A *utility function* is a real-valued function that measures the "goodness" of an option to a decision maker, in the following sense:

- If there is no uncertainty about aspects of the world relating to preferences between Options A and B, Option A is preferred to Option B if and only if the utility of A is larger than the utility of B;
- If there is uncertainty, then Option A is preferred to Option B if and only if the mathematical expectation of the utility of Option A is greater than the mathematical expectation of Option B, where the expectation is with respect to the decision maker's probabilities for the relevant uncertainties.

A *single attribute utility function* is a numerical function that measures the "goodness" of a single attribute of value. Generally, utility functions are assessed by defining single attribute utility functions for each of the attributes and combining them into a multi-attribute utility function.

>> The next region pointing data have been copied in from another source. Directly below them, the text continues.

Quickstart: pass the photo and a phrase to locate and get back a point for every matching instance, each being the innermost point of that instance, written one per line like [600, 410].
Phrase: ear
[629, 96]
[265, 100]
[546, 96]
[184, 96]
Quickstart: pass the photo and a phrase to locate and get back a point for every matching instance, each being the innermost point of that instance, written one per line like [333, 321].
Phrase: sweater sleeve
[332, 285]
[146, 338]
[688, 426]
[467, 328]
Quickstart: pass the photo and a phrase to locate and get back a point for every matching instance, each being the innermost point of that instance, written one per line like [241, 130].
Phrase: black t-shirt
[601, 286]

A single attribute utility function is often assessed by defining a *measurable value function* for the attribute. A measurable value function is monotonically related to utility. It satisfies the property that differences in the measurable value function correspond to differences in value to the decision maker. For example, if Options A, B, and C have values 0.2, 0.4,and 0.6, then the degree to which B is preferred to A is the same as the degree to which C is preferred to B. If uncertainty is important, then measurable value functions can be transformed into utility functions by assessing the decision maker's risk attitude (e.g., risk seeking or risk averse).